I’ve praised the Pacer US Cash Cows 100 ETF (COWZ) in the past but I think the Pacer Global Cash Cows Dividend ETF (GCOW) deserves similar acclaim. I consider free cash flow one of the best measures of financial health since it tells us how much money is left over after a company pays all the bills and reinvests back into the business. Significant free cash flow gives companies a great deal of flexibility. It allows them to pursue new growth opportunities, pay down debt and, perhaps more importantly from an investor perspective, increase shareholder payouts such as dividends and share buybacks.
The fund uses the FTSE Developed Large Cap Index as its foundation. It’s an index of 1000 large companies from developed nations worldwide. From that universe, it identifies the 300 components with the highest trailing 12 month free cash flow yields. Of those 300, the fund picks out the 100 stocks with the highest trailing 12 month dividend yields. The result is a portfolio filled with companies that have strong balance sheets, lots of cash, above average dividend yields and, in many cases, trade at multiples lower than the S&P 500.
Ascertaining the current yield on the fund is somewhat challenging given how new it is but it looks to be much above the S&P 500’s yield. The fund’s fact sheet quotes a dividend yield of over 4% but the trailing yield appears a bit less. Using the three quarterly dividends distributed thus far produces an annualized yield of around 2.5%. The most recent quarter’s dividend would imply a 3.3% yield. There’s little point in arguing which number is the most correct given the relatively limited history of the fund but all signs point to the fund paying a higher dividend than the broader indices.

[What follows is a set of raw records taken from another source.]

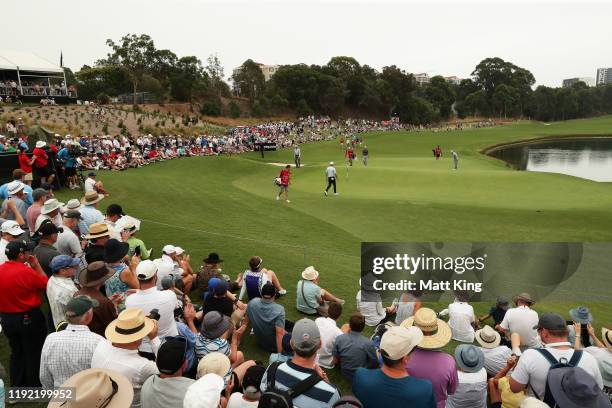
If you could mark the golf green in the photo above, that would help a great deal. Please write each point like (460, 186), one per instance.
(227, 205)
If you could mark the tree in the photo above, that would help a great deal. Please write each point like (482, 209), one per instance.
(135, 53)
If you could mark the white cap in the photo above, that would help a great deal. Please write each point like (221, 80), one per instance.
(169, 249)
(11, 227)
(146, 269)
(204, 393)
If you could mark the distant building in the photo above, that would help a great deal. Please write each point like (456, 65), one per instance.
(604, 76)
(568, 83)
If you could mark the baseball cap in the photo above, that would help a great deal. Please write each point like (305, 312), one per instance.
(305, 335)
(18, 246)
(11, 227)
(79, 305)
(399, 341)
(63, 261)
(171, 355)
(551, 321)
(146, 269)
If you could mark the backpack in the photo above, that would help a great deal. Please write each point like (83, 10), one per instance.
(274, 398)
(562, 363)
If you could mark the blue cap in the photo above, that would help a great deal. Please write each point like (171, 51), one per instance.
(63, 261)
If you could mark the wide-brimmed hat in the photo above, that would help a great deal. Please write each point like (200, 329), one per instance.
(98, 230)
(573, 387)
(131, 325)
(91, 197)
(581, 315)
(95, 274)
(115, 250)
(470, 359)
(97, 387)
(525, 297)
(436, 332)
(214, 324)
(310, 273)
(50, 206)
(213, 258)
(487, 337)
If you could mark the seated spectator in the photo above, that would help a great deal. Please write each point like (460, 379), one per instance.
(92, 279)
(352, 350)
(428, 361)
(495, 354)
(214, 334)
(311, 298)
(94, 385)
(168, 388)
(256, 277)
(329, 332)
(61, 287)
(305, 340)
(67, 352)
(532, 368)
(390, 385)
(471, 390)
(120, 350)
(267, 319)
(149, 298)
(518, 324)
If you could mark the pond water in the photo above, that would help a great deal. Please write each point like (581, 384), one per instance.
(585, 158)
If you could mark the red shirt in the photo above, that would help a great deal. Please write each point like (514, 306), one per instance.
(24, 162)
(21, 287)
(41, 158)
(285, 177)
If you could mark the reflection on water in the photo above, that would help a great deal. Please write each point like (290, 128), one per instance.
(586, 158)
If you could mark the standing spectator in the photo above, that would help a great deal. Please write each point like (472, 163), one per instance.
(149, 298)
(23, 322)
(268, 320)
(472, 388)
(390, 385)
(69, 351)
(311, 298)
(353, 350)
(496, 355)
(532, 368)
(329, 332)
(91, 280)
(168, 388)
(305, 340)
(61, 287)
(428, 361)
(120, 351)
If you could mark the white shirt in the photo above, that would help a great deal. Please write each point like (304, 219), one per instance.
(532, 368)
(460, 319)
(163, 300)
(127, 362)
(328, 331)
(65, 353)
(59, 291)
(522, 320)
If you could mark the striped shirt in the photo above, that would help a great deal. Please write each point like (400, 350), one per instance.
(288, 374)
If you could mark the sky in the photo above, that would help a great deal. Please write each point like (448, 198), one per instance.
(552, 39)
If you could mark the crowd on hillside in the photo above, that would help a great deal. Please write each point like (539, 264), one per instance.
(123, 328)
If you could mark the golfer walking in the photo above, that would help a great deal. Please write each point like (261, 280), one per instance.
(455, 159)
(330, 172)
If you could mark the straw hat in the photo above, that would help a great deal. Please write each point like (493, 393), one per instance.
(131, 325)
(436, 332)
(97, 387)
(310, 273)
(91, 197)
(488, 338)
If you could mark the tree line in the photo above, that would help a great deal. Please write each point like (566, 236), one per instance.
(496, 88)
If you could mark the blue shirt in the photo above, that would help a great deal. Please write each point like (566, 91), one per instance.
(375, 389)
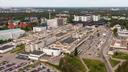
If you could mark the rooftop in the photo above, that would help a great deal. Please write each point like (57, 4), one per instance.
(6, 47)
(37, 52)
(10, 30)
(69, 40)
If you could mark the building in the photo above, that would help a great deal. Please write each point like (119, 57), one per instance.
(6, 48)
(11, 34)
(96, 17)
(36, 55)
(121, 32)
(63, 16)
(52, 23)
(119, 44)
(52, 51)
(84, 18)
(55, 23)
(39, 29)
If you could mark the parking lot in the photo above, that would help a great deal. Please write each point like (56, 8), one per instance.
(9, 63)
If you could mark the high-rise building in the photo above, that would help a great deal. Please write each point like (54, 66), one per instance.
(96, 17)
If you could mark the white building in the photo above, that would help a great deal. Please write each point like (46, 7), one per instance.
(38, 29)
(35, 55)
(52, 51)
(96, 17)
(121, 32)
(83, 18)
(52, 23)
(6, 48)
(11, 34)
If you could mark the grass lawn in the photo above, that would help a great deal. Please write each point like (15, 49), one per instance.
(121, 55)
(95, 65)
(70, 64)
(18, 49)
(114, 62)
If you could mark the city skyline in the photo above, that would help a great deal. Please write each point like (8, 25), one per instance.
(63, 3)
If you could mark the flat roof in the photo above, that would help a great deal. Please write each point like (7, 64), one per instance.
(6, 47)
(69, 40)
(60, 34)
(10, 30)
(37, 52)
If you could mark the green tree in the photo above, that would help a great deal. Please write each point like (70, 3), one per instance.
(115, 32)
(123, 67)
(76, 52)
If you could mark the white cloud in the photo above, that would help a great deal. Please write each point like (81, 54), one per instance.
(62, 3)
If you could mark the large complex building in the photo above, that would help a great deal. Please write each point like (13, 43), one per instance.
(11, 34)
(6, 48)
(86, 18)
(121, 32)
(52, 23)
(119, 44)
(55, 23)
(39, 29)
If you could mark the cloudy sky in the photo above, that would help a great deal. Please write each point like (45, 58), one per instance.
(63, 3)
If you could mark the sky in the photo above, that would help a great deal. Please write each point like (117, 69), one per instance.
(63, 3)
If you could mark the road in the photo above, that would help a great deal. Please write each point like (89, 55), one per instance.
(104, 51)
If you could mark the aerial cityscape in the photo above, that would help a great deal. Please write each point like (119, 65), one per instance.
(63, 38)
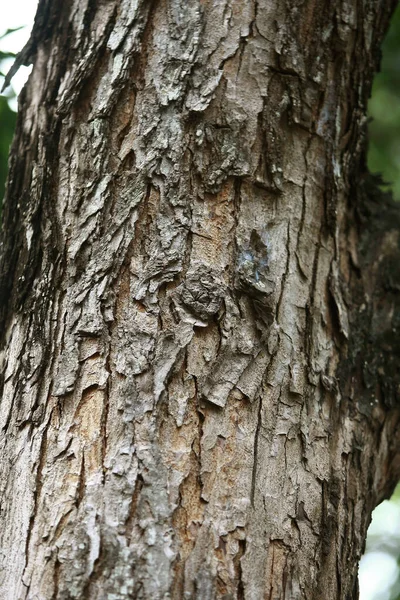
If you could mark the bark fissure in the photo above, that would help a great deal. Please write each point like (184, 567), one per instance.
(199, 389)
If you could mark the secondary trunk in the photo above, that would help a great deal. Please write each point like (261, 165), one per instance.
(199, 296)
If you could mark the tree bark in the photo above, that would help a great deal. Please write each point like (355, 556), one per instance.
(199, 304)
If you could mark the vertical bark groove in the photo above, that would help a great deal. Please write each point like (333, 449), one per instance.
(198, 304)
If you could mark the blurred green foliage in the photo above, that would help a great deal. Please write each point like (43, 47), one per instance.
(7, 118)
(384, 111)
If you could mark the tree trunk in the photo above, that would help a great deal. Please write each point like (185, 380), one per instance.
(199, 296)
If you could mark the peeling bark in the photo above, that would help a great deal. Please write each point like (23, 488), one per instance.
(199, 304)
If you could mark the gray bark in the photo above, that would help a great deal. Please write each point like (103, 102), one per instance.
(198, 304)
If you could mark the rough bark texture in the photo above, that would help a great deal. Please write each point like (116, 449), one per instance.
(199, 298)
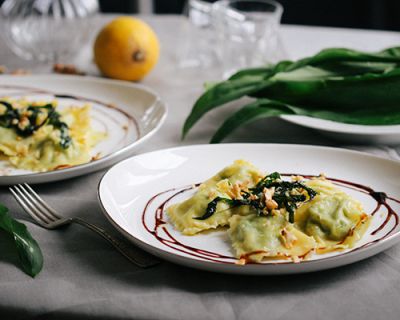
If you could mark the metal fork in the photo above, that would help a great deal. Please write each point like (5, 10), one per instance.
(49, 218)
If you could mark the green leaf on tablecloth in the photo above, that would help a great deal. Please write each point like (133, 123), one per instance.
(337, 84)
(28, 250)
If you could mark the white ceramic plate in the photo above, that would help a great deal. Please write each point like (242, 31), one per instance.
(349, 132)
(129, 113)
(133, 194)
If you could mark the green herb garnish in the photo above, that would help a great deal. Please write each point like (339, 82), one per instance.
(336, 84)
(26, 121)
(283, 195)
(29, 253)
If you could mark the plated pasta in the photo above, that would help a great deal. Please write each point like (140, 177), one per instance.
(272, 216)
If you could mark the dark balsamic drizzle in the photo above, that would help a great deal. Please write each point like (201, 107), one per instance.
(171, 242)
(28, 90)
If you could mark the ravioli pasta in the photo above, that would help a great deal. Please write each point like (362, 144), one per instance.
(182, 214)
(330, 220)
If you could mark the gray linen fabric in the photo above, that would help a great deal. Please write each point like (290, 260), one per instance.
(84, 278)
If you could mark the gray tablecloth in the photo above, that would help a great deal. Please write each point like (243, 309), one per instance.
(83, 277)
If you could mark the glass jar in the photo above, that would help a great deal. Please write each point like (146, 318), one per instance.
(47, 30)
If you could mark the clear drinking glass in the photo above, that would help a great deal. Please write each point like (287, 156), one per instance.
(248, 33)
(199, 50)
(47, 30)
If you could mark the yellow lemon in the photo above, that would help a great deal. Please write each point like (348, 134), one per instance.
(126, 49)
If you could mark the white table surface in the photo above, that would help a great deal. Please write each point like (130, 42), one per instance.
(84, 278)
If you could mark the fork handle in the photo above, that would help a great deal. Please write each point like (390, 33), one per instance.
(131, 252)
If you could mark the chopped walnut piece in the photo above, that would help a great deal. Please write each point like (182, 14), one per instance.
(23, 123)
(17, 72)
(322, 176)
(297, 178)
(288, 238)
(234, 192)
(241, 262)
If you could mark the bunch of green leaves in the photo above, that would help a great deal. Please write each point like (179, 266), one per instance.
(11, 117)
(336, 84)
(28, 250)
(287, 194)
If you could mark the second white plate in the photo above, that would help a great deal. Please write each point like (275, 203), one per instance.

The performance of companies with high free cash flow yields has been well-documented. One study found that the top quintile of companies with the highest free cash flow yields significantly outperformed the other 80% of companies with lower FCF yields. Moreover, these results were consistent across companies of all sizes. Small caps, mid caps and large caps with the highest free cash flow yields all outperformed their respective groups with mid caps delivering particularly outsized returns.
The Global Cash Cows Dividend ETF is roughly one-third invested in the United States currently with the United Kingdom, Switzerland and France also receiving larger allocations. The fund is well-diversified across a number of industries with telecom, healthcare, consumer staples, consumer discretionary and tech stocks all accounting for at least 10% of the portfolio. One notable exclusion is financials. Real estate is in the fund but the broader financial sector is excluded from the index. The fund’s forward P/E ratio of 17 is slightly less than the 18 multiple of the S&P 500. The fund is still relatively young with only about $54 million in assets but the strategy underlying it has proven to be a winner. It currently trades about 20,000 shares daily so it may be somewhat operationally inefficient and have higher than average trading costs. Once the fund gets a little bigger and that hurdle is cleared, I like this fund as a potential core holding in many portfolios.
With so many companies producing increasing niche ETF products, it’s nice to see some companies still focusing on solid, long-term fundamental strategies.